Data Collection for Machine Learning in SEM

Published by Patrick Mebus on

‚Data is the new gold’ is a common saying nowadays. There is so much data outside we’ve to deal with every single day. Therefore the crucial questions are: ‚what data is the most relevant for me and my campaign’? ‚What data is useless on the other side?’ and finally, ‚How can we ensure a proper and high quality data-collection?’.

There are several ways we can gain data in Search Engine Marketing
  • Website tracking and measuring onpage-actions
  • Search Engine measurements (e.g. Impressions and clicks)
  • Import CRM-data
  • Import 3rd Party data
  • Use public datasets

A smooth data collection: foundation of a proper Machine Learning model

Even, if this is just the first step, the collection of data is one of the most sensitive moments during the whole process. If we start digging in the wrong location, we’ll find everything but gold. Or worst: something that looks like gold but is something completely different. Working with wrong data in Machine Learning will lead to wrong assumptions. Nobody wants to make decisions based in crappy numbers and measurements. The impact of data-quality on the results is massive.

How to ensure a high quality data collection?
  1. Make sure your tracking pixels are impleneted properly and fire correctly when it comes to events and onsite-actions.
  2. To ensure a constant flow of data, avoid that your campaigns run out of budget and get disabled
  3. If you’re planning to bring some 3rd party tracking-data to your tracking-solution you should doublecheck, if the particular provider is compatible.

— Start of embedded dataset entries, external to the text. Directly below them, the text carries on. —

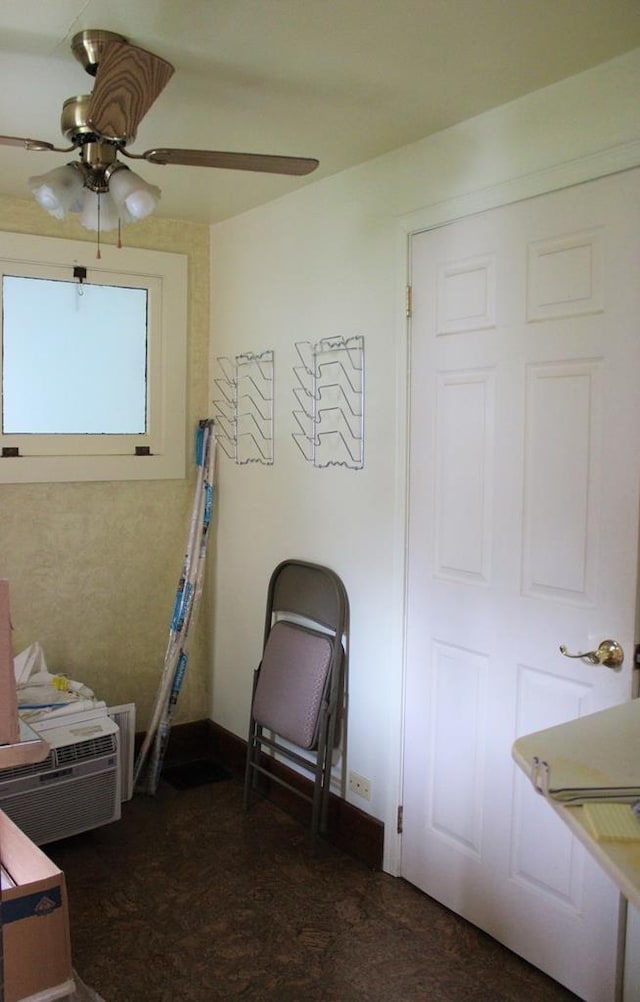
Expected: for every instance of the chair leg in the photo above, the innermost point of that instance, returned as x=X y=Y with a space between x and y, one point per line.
x=252 y=749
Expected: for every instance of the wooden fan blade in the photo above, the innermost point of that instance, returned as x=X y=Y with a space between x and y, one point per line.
x=16 y=140
x=295 y=165
x=127 y=82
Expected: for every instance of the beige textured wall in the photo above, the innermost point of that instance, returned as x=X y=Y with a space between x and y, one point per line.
x=93 y=567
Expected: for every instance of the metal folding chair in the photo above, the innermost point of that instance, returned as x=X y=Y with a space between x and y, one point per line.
x=297 y=687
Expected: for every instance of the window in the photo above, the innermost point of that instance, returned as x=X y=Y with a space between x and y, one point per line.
x=93 y=362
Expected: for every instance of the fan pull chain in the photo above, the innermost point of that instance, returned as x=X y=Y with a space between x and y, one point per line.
x=98 y=253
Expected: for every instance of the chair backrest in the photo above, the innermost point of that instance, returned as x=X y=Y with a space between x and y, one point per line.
x=302 y=657
x=308 y=590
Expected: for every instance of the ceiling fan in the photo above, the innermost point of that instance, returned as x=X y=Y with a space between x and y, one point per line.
x=100 y=126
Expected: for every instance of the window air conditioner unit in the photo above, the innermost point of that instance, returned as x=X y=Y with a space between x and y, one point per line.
x=75 y=789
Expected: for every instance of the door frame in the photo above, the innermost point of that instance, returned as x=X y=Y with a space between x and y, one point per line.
x=561 y=175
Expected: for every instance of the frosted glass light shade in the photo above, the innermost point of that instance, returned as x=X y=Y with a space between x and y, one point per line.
x=133 y=195
x=59 y=191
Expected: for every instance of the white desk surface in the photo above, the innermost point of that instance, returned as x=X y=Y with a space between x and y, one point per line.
x=602 y=748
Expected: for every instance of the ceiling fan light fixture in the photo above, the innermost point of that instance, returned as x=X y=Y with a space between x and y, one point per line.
x=60 y=190
x=132 y=195
x=99 y=211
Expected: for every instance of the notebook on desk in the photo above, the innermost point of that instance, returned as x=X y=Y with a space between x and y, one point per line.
x=594 y=758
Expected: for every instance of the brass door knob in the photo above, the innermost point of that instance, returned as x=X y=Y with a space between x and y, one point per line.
x=609 y=653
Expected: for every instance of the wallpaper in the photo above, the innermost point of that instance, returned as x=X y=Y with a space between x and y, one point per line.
x=93 y=567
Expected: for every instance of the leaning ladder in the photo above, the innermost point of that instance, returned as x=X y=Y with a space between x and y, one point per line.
x=146 y=774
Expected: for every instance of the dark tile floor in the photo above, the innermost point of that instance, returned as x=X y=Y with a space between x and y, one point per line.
x=189 y=899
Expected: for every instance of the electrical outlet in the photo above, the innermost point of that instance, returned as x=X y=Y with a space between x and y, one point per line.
x=361 y=786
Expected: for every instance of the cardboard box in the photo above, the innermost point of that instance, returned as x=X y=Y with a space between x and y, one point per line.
x=35 y=923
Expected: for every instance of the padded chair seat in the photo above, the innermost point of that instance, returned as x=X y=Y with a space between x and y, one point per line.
x=292 y=679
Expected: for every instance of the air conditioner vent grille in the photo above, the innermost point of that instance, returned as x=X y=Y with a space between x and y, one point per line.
x=95 y=747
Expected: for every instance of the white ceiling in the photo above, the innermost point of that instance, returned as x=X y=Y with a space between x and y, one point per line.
x=342 y=80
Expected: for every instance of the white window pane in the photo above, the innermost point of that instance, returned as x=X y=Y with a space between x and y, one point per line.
x=75 y=358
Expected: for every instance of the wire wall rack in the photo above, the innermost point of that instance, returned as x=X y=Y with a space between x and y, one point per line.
x=243 y=411
x=330 y=392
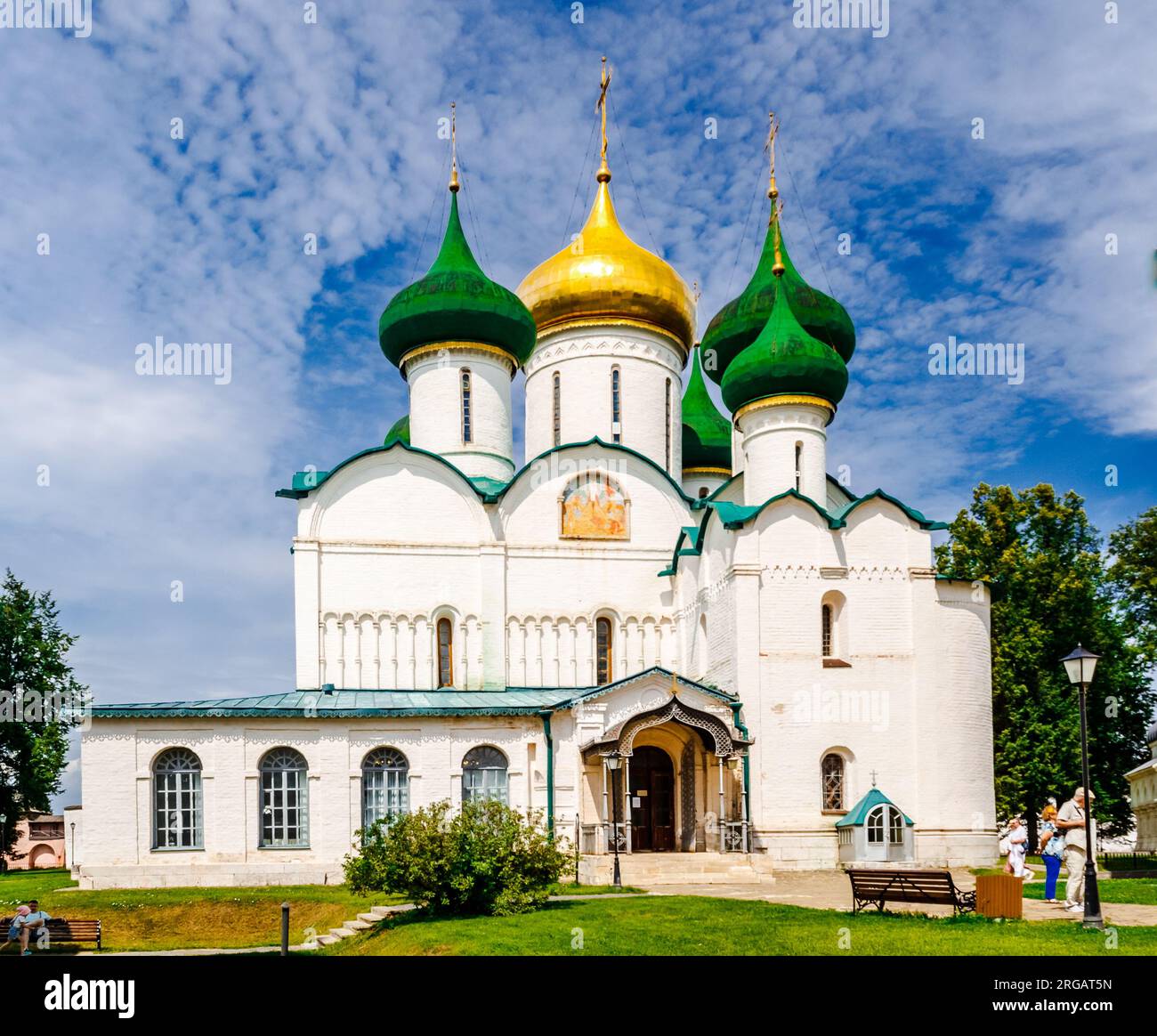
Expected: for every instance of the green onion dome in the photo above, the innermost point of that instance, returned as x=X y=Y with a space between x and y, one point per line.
x=706 y=432
x=737 y=324
x=455 y=301
x=785 y=360
x=400 y=430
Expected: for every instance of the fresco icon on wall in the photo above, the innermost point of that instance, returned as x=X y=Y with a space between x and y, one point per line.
x=594 y=508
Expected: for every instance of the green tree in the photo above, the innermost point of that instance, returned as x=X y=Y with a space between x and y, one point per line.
x=1134 y=574
x=485 y=859
x=39 y=700
x=1051 y=592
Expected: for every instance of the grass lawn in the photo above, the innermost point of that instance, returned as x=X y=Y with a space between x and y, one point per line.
x=685 y=925
x=192 y=917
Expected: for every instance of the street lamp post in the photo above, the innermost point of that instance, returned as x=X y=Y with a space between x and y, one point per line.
x=613 y=762
x=1080 y=666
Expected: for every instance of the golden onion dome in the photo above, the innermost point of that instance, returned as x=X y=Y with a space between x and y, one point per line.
x=604 y=278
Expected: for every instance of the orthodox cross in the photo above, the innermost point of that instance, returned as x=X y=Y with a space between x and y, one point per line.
x=770 y=147
x=454 y=150
x=601 y=108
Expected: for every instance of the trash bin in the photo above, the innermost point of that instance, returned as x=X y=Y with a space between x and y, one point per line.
x=999 y=894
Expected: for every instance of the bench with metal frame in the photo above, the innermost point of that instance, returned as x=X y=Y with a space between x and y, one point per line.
x=875 y=886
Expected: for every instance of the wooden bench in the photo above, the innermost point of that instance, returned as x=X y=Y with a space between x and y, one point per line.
x=878 y=886
x=64 y=929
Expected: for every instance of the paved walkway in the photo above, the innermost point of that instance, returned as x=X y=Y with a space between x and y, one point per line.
x=832 y=890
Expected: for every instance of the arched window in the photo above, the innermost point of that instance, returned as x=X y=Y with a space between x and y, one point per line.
x=558 y=407
x=467 y=415
x=701 y=646
x=385 y=786
x=669 y=424
x=177 y=813
x=444 y=653
x=285 y=800
x=604 y=642
x=832 y=769
x=484 y=774
x=616 y=405
x=833 y=630
x=886 y=821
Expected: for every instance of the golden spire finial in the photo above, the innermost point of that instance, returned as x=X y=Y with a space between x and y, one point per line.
x=454 y=152
x=773 y=191
x=604 y=170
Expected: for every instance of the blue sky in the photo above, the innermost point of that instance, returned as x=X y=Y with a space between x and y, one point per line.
x=332 y=129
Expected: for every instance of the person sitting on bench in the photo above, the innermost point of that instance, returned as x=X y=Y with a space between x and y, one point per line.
x=37 y=919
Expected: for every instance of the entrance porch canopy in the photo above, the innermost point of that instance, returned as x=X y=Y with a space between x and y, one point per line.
x=717 y=736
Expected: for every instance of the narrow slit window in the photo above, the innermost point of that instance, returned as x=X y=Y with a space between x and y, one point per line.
x=444 y=653
x=603 y=645
x=467 y=413
x=669 y=424
x=616 y=405
x=558 y=408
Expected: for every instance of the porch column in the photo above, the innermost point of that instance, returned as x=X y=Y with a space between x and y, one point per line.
x=718 y=759
x=747 y=819
x=626 y=797
x=606 y=844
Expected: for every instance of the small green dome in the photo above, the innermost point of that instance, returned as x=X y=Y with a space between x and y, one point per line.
x=400 y=430
x=706 y=432
x=785 y=360
x=455 y=301
x=737 y=324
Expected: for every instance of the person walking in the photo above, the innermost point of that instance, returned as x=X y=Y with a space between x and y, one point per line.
x=1071 y=820
x=1018 y=846
x=1052 y=848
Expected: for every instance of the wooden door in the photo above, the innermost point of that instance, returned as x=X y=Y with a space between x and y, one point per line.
x=651 y=800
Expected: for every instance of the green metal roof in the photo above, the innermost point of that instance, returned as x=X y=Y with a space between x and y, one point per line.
x=859 y=813
x=398 y=430
x=489 y=489
x=345 y=704
x=737 y=515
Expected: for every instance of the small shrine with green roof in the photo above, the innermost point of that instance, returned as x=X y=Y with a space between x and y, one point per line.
x=875 y=830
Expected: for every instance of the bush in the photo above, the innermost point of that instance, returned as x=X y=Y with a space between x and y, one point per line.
x=485 y=859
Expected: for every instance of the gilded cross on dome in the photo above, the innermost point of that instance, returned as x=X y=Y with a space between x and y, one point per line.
x=454 y=152
x=604 y=172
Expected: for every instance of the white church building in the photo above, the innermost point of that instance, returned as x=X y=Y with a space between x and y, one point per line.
x=669 y=630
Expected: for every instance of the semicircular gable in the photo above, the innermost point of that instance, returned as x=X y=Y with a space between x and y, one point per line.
x=398 y=496
x=530 y=508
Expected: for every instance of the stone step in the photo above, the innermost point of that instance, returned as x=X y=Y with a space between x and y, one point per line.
x=647 y=870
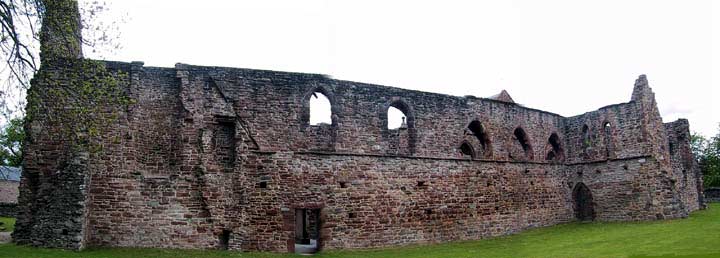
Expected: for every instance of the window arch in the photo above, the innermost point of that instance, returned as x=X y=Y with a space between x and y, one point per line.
x=556 y=152
x=398 y=116
x=466 y=150
x=481 y=134
x=607 y=138
x=320 y=109
x=524 y=142
x=399 y=131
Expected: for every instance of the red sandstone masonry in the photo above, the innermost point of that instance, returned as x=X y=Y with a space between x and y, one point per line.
x=206 y=149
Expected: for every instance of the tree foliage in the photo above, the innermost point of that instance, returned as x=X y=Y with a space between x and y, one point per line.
x=20 y=23
x=707 y=153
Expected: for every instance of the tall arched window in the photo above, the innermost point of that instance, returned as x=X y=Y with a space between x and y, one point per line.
x=478 y=130
x=607 y=138
x=396 y=118
x=585 y=142
x=320 y=109
x=524 y=142
x=399 y=120
x=466 y=150
x=556 y=152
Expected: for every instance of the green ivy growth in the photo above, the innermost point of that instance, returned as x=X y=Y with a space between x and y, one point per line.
x=76 y=100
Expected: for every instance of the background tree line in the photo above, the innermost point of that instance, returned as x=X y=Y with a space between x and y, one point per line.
x=707 y=154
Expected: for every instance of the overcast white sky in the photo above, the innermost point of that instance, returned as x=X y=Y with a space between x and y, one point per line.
x=567 y=57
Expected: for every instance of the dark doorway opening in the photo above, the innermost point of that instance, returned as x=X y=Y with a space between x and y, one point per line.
x=582 y=196
x=307 y=231
x=225 y=239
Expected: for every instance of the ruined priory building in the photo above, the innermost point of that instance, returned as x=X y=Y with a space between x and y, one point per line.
x=211 y=157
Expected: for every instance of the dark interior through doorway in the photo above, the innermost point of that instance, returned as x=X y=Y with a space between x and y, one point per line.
x=584 y=210
x=307 y=230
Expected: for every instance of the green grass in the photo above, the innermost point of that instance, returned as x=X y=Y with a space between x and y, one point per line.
x=696 y=236
x=8 y=224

Google for example has a lot of ad serving requirements and maintains a whitelist for external vendors
  4. Make sure that you’ve the right fliters enabled in your conversion-pixel setup. To capture just the relevant data you could exclude your own IP-adress, particular hostnames or irrelevant data sources
  5. Always have an eye on your companies or clients overall marketing activities. To detect and explain unexpected peaks and drops in your traffic this is just super useful and became a standard in my own approach for the last couple of years.